Musa reconoce su derrota en las presidenciales en Egipto y dice que el resultado que ha obtenido es "excelente"

El candidato a la Presidencia de Egipto Musa Mostafá Musa
REUTERS / MOHAMED ABD EL GHANY - Archivo
Publicado 30/03/2018 18:47:10CET

MADRID, 30 Mar. (EUROPA PRESS) -

Musa Mostafá Musa, el único rival de Abdelfatá al Sisi en las elecciones presidenciales en Egipto, ha aceptado su derrota y ha dicho que el resultado que ha obtenido es "excelente", después de que la televisión estatal le concediera un tres por ciento de los apoyos.

Según los resultados provisionales, Al Sisi se habría hecho con el 92 por ciento de los votos, mientras que el número de votos en blanco ascendería hasta el cinco por ciento. Por su parte, la participación rondaría el 40 por ciento.

"Decidí presentarme a las elecciones demasiado tarde, y todo lo demás no fue organizado a la perfección debido a la falta de tiempo", ha explicado Musa, en declaraciones al diario digital Egypt Today.

Así, ha argumentado que no organizó una gran campaña de propaganda --de hecho, casi no participó en actos antes de los comicios-- debido a la falta de recursos económicos para poder financiarlos.

Musa, que presentó su candidatura horas antes del cierre del plazo y que hasta entonces había organizado actos en apoyo a la reelección de Al Sisi, ha reiterado que está "satisfecho" con los resultados.

"Estaba más preocupado por mi deber patriótico hacia mi país. No era aceptable que Al Sisi se presentara solo a las elecciones y dar así a los enemigos del país la oportunidad de criticarnos", ha defendido.

Por otra parte, ha manifestado que su intención es encabezar una oposición "constructiva", algo que será probablemente rechazado por los partidos opositores del país, que se negaron a respaldar su candidatura y abogaron por un boicot para protestar contra la decisión de las autoridades de apartar de la carrera electoral a los potenciales rivales de Al Sisi con más apoyo.
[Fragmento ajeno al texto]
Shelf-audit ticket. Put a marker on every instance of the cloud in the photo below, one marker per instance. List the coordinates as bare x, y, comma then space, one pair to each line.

"Todos sabemos cuál es el papel de Al Sisi y le apoyaremos para llevar a Egipto a un nuevo nivel", ha destacado, expresando su apoyo al mandatario, tal y como ha recogido el diario local 'Al Ahram'.

"Doy gracias a Dios porque Egipto es ahora estable y ha atravesado este periodo duro, como demuestran estas elecciones libres y justas", ha remachado el líder del partido Ghad.

Tanto Al Sisi como Musa habían pedido a la población una alta participación, en un proceso ampliamente criticado por la falta de candidatos y la eliminación de las candidaturas de los principales opositores del país.

De hecho, la Autoridad Nacional para Elecciones (NEA) anunció en la tarde del miércoles --el tercer día de votación-- que prorrogaba una hora el periodo de apertura de los colegios electorales, poco después de decir que tiene derecho a multar a los que se abstengan.

CRÍTICAS AL PROCESO

La NEA aseguró antes de la votacaión que las elecciones serán libres y justas, una línea en la que también se expresó la campaña de Al Sisi, que ha intentado dar la imagen de que los comicios serán disputados y que los ciudadanos tienen opción para elegir a su próximo presidente.

De hecho, Al Sisi afirmó recientemente que le habría gustado que hubiera más candidatos a la Presidencia, al tiempo que sostuvo que la situación "no es su culpa". "Desearía que hubiera habido diez de los mejores (candidatos) para que (la población) eligiera", dijo en una entrevista.

Por su parte, Musa aseguró que había presentado su candidatura argumentando que no quería que Al Sisi se presentara sin oposición y, pese a ello, ha reiterado que su objetivo es ganar. En este sentido, ha defendido que no está ahí únicamente para dar una pátina de competitividad al proceso.

Organizaciones y partidos opositores llamaron al boicot tras la eliminación de diversas candidaturas y la detención de algunos candidatos y denunciaron que el clima no iba a propiciar unos comicios justos.

Al Sisi accedió a la Presidencia en 2014 con un 97 por ciento de los votos --e igualmente casi sin oposición en las elecciones-- tras encabezar un año antes un golpe de Estado militar siendo jefe de las Fuerzas Armadas contra el entonces presidente electo, Mohamed Mursi.